Damla Aktan
Buart Sanat Atölyesi
Parmak Ucunda Aşk isimli kitaptan alıntıdır.
Bir çocuk doğduğunda nüfus kâğıdı yoktur. Kimliği, dini, dili yoktur. Cinsiyetidir tek sahip olduğu. Bir kız ya da bir erkek… Ülkelerin geleceğinde rol oynayacak, anne olacak, baba olacak, öğretmen olacak, eş olacak, devlet yöneticisi olacak, asker olacak, ama bir ülkenin geleceğinin mimarlarından olacak bir kız ya da bir erkek. Teninin rengi, saçının rengi, bu dünyaya kaç kilo yükle adım attığı ve ona sahip olanların kim olduğundan başka hiçbir şeyi yoktur.
Kimliklerini biz verir, nüfus kâğıtlarına dinlerini ya da milliyetlerini biz yazdırır, yaşayabilmek adına kendi kurduğumuz sistemde sınırları biz yaratırız. Bir gün açmaya korkacak kadar kapattığımız sınırları.
İyi ya da kötü olmayı biz öğretiriz çocuklara. İçinde kötülük barındıran bir ruhu iyiye yöneltememek de bizlerin acizliğidir, iyiyi koruyamamak da…
Aynı odanın içinde nefes alan ya da aynı sınırın iki yakasında oyun oynayan iki çocuk, kalpleri kadar yakın, bizim belirlediğimiz sınırlar kadar uzaktır birbirlerine. Acıları ortak, kayıpları aynı, sevapları birdir. Günahı boynumuzadır suçlarının.
Bir çocuk öldüğünde, Müslüman ya da Kürt bir düşman ağlamaz, bir ana ağlar dünyada. Her gece evladı aç mı tok mu yattı diye düşünerek uykuya dalan bir ananın, her sabah oğluna ya da kızına iyi bir gelecek sunmak için çırpınan bir babanın yüreği parçalanır. Geri gelmeyecek kayıplar verdiklerimiz, nüfus kâğıtlarına kimliklerini yazdıklarımız değil, aynaya baktığımızda gördüğümüz suretlerimizin farklı farklı renkleridir yalnızca.

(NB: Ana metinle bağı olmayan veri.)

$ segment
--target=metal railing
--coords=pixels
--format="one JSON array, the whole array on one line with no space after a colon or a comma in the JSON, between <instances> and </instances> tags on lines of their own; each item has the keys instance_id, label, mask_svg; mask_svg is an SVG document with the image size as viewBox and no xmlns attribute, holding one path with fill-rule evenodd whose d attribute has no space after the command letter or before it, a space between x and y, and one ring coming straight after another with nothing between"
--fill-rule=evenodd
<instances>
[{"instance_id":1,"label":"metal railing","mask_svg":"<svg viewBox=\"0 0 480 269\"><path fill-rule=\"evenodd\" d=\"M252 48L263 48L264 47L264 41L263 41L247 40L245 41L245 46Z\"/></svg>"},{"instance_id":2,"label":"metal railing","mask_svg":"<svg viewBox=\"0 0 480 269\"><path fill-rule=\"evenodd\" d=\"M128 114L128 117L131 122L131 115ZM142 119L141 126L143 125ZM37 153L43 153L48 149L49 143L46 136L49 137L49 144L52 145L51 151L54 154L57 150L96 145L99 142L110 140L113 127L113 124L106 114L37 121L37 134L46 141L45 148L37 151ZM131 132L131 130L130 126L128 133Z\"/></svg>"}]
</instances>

Müslümanı ile Hıristiyanı farklı üşümez. Türk ya da Kürt farklı sevmez. Musevi ile Alevi farklı sevişmez. Dini, dili, rengi, ırkı farklı insanların ortak olarak sahip olduğu tek şeydir duygular; bir bedeni öldürürken, insanlığı öldürdüğümüzü fark etmediğimiz duygular. Acının şiddeti değişmez yerkürenin başka bir milimetresinde. Şiddetin sesi aynıdır semanın altında. Bir ekmeği yutan her nefes aynı bütünün parçalarıyken, kim olduğumuzu unuttuk rahat yaşantılarımızın orta yerinde.
Bir kurşun sesi duyulduğunda, yaralı bir beden gördüğümüzde ya da savaşın göbeğinde hatırlar olduk barışı; barış içinde yaşamayı bilemeyen bencil aptallarız çünkü. Barışın tanımını yalnızca kitaplarda bırakan, kendi içimizde kendimizle barışamayan korkaklarız. Her şeyin başlangıcının, reddettiklerimiz ve kabullenemediklerimiz, hırslarımız, “hep daha fazla” arayışlarımız olduğunu göremeyen kör bireyleriz kurduğumuz koca koca toplumların ortasında. Ne büyük ikilem değil mi? Kendini çok güçlü sanan, dünyanın en küçük, en güçsüz varlıklarıyız.
Tende sınır yoktu oysa ki, unuttuk. Bir Türk bir Kürt’le evlendiğinde ya da bir Hıristiyan’a âşık olduğunda, “Nerede sınırlarımız?” diyemediğimizi unuttuk. O kadar çok yazıyoruz ki, söylemeyi unuttuk. O kadar çok öfkeliyiz ki, sevmeyi unuttuk. O kadar korkağız ki, inanmayı unuttuk. O kadar sınırlıyız ki, kucak açmayı unuttuk. O kadar benciliz ki, yardım etmeyi unuttuk. Ve o kadar çok konuşuyoruz ki, yaşamayı unuttuk. O kadar amacımızı bilmeden yaşıyoruz ki, YAŞATMAYI unuttuk!
Acı vesile, Cemal Süreya kalemime misafir:
“Acı diyorum efendim, O da evrensel olmalı, Bir çocuğun eline diken batsa, İnsanoğlu yanmalı.”